Frank S. Holocaust testimony (HVT-2413) interviewed by Christine Webster and Sharon Hamil
- Published
- Kansas City, Mo. : Midwest Center for Holocaust Education, Inc., 1994
- Interview Date
- March 15, 1994.
- Language
-
English
- Copies
- 2 copies: 3/4 in. dub; and 1/2 in. VHS with time coding.
- Cite As
- Frank S. Holocaust Testimony (HVT-2413). Fortunoff Video Archive for Holocaust Testimonies, Yale University Library.

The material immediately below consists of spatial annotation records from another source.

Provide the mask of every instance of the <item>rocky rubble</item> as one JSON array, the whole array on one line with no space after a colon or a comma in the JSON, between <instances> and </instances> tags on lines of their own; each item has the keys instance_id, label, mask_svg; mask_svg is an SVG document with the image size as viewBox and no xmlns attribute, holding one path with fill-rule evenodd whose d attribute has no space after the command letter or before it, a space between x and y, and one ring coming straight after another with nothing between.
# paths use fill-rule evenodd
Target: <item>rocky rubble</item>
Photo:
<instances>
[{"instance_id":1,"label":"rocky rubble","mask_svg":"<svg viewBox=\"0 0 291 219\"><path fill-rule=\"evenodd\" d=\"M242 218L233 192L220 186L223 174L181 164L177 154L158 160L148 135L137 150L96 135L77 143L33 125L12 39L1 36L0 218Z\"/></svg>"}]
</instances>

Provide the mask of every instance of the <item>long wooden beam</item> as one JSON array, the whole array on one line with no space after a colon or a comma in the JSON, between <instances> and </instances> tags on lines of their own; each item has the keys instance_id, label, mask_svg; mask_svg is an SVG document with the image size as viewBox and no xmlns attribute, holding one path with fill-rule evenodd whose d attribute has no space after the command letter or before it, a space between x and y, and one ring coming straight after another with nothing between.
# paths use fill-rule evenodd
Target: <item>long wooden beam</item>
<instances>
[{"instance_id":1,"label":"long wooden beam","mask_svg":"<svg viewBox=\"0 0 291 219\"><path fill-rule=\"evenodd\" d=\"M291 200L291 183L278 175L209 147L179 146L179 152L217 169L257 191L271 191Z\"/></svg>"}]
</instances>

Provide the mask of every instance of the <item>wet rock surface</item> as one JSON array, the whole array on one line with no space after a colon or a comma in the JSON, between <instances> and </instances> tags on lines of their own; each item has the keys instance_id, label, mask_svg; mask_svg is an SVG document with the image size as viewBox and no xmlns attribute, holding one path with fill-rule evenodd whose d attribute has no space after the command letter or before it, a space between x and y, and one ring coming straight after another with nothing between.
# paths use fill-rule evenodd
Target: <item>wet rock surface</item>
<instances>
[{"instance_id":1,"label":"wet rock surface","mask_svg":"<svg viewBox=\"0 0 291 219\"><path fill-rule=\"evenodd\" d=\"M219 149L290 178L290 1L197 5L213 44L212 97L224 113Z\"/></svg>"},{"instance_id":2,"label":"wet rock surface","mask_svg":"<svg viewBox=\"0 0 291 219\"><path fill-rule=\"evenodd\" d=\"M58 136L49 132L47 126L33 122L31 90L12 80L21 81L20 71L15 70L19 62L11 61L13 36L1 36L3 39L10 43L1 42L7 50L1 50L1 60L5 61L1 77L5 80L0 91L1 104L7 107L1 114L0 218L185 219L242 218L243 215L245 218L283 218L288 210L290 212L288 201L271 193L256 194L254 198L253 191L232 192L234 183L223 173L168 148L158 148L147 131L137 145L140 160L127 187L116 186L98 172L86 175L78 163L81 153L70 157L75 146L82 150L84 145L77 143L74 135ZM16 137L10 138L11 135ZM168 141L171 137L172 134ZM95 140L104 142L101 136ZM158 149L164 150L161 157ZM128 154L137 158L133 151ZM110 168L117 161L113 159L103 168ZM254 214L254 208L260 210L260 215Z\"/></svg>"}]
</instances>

Videotape testimony of Frank S., who was born in Budapest, Hungary in 1925. He describes his sister's deportation; building railroads in a Hungarian labor camp in Transylvania in 1944; evacuation of German troops as the Soviet army advanced; escaping with his friend to Budapest with assistance from a Hungarian guard; reunion with his mother in the Budapest ghetto; collapse of the Horthy regime; worsening conditions; learning of his division's evacuation to Budapest; and rejoining his labor battalion. He recalls escaping with help from the underground; acquiring false documents and shelter for his mother; hiding with his friend; helping the underground to make false documents for the others (he was a trained artist); liberation by Soviet troops; and his friend being killed by a Soviet soldier. Mr. S. recounts his sister's poor health and psychological state upon her return from Auschwitz in 1945; his arrest by the Soviets in 1946; returning from Soviet forced labor camps in 1951; marriage; the Hungarian revolution in 1956; creating a poster which became a symbol of the revolution; emigration to the United States; and his career as an artist.